Hacker News new | ask | show | jobs
by peepeepoopoo3 1260 days ago
I hate pandas with a burning passion, but one thing it does have going for it is (some) interoperability with numpy, which opens up the rest of the scipy ecosystem. How easy is it to get numpy arrays into and out of polars?
5 comments

Very easy.

`pl.from_numpy` and `series.to_numpy` are your friend here. For 1D columns, we often can be zero copy as well.

Besides that we support numpy ufuncs for `Series` and `Expressions`. As OP pointed out:

https://kevinheavey.github.io/modern-polars/performance.html...

Numpy can be used to speed up some functions by utilizing numpy ufuncs. Numpy drops the GIL and therefore they can still be executed in parallel.

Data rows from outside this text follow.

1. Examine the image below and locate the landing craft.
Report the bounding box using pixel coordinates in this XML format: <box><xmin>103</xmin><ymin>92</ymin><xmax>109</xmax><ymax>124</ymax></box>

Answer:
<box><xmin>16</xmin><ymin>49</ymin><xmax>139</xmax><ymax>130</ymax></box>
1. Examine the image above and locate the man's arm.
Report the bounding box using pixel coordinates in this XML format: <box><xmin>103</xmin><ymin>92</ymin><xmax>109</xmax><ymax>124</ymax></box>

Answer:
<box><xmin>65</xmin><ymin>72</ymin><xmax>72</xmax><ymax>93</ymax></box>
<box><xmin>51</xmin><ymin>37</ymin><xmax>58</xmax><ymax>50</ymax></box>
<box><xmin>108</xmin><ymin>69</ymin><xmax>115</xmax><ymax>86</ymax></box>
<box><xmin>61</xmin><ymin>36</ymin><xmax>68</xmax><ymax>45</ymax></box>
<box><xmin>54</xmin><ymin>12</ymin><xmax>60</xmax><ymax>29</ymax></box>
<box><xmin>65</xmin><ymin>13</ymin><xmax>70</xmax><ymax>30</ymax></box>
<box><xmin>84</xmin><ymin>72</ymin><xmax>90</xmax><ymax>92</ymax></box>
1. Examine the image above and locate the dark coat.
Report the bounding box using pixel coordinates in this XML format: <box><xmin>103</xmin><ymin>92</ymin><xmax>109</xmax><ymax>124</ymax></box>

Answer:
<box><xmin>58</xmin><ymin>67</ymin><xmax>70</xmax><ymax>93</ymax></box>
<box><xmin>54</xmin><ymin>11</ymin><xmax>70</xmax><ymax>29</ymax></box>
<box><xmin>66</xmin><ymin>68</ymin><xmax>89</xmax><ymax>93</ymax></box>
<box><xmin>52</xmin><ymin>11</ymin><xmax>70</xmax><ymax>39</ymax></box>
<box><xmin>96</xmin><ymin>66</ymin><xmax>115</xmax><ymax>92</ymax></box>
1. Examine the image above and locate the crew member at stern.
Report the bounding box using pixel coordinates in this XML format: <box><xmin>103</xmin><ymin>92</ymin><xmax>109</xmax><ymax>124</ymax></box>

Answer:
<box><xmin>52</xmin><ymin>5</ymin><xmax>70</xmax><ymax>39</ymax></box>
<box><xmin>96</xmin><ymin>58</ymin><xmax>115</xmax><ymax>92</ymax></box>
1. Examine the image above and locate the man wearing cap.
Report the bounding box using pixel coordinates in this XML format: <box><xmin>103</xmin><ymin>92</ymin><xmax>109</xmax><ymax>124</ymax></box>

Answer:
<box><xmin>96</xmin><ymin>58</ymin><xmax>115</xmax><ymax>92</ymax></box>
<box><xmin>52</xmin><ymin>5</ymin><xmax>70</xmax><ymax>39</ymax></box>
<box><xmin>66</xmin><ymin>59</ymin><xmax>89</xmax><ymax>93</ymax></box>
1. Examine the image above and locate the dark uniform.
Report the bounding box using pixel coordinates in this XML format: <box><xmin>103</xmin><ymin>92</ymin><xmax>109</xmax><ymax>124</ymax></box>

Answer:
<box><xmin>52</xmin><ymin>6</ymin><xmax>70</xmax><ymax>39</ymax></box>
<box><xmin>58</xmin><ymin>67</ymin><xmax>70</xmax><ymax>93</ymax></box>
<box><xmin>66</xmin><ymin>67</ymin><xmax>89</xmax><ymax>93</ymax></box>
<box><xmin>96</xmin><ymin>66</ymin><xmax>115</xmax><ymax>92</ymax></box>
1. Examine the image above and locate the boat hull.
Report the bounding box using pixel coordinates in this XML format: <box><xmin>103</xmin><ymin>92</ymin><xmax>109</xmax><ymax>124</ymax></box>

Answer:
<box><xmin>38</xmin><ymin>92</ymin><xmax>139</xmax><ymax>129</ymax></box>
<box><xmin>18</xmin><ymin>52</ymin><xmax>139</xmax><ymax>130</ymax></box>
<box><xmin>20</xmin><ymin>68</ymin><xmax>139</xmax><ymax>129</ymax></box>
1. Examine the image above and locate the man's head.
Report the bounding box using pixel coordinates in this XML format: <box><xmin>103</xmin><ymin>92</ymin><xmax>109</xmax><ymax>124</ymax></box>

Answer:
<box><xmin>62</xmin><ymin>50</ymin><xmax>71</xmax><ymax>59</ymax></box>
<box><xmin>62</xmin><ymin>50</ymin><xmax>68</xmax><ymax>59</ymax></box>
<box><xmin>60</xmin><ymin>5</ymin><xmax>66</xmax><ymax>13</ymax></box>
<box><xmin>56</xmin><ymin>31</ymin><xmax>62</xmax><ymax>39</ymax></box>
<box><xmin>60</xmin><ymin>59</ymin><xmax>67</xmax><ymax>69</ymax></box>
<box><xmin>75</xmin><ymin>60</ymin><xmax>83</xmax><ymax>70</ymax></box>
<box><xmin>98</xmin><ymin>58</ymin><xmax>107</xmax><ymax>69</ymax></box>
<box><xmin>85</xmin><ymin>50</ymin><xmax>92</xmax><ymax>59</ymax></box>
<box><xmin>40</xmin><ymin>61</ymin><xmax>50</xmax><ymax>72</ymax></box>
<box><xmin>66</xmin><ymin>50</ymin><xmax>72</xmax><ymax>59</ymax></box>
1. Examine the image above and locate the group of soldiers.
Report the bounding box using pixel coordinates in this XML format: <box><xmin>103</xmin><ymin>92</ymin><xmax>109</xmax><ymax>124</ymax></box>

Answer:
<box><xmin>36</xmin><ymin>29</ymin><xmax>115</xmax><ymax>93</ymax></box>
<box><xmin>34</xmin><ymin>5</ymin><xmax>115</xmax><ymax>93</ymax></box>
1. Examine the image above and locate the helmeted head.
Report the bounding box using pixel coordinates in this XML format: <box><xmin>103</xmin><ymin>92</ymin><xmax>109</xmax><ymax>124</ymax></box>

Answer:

An alternative I found recently is RedFrames [1] which wraps Pandas dataframes in a more consistent interface. That might be a better alternative if you need easy compatibility with Pandas.

[1] https://github.com/maxhumber/redframes

Though that does look slick, the project is only ~5 months old. Which is a bit young for me to jump aboard.
Seems RedFrames is similar to pyjanitor, which is maturer if only comparing existence time: https://github.com/pyjanitor-devs/pyjanitor
Oh that looks interesting
As simple as a call foo.to_numpy() it looks like.
what do you hate about pandas so much? I miss it dearly now that I don't use Python anymore
I'm not GP, but I find the pandas API incredibly inconsistent and difficult to remember how to do simple transformations. For example, it sometimes overloads operators because it doesn't use built in language features like lambdas. There are reasons for the inconsistency, but using the alternatives like R's tidyverse or Julia's DataFramess.jl is like night and day for me.

I found RedFrames [1] recently which wraps Pandas dataframes with a more consistent interface, it's probably what I'd use if I had to write data transformations that had to be compatible with Pandas.

[1] https://github.com/maxhumber/redframes

Pandas gets the job done, and is overall easy to use and intuitive.

The problem is that it's a huge pile of hacks, exceptions, anti patterns, and regressions.

The API is inconsistent, loose, full of obscure options added as quickfixes.

It really can't be said enough how pandas is a mess. It has way too much surface area and no common thread pulling it all together. This gets obvious when you work with better dataframe libs like dplyr [1] or DataFramesMeta [2]. I've worked on production systems with all of these libs, this is not gratuitous bashing.

[1] https://dplyr.tidyverse.org/ [2] https://juliadata.github.io/DataFramesMeta.jl/stable/

Funny seeing you here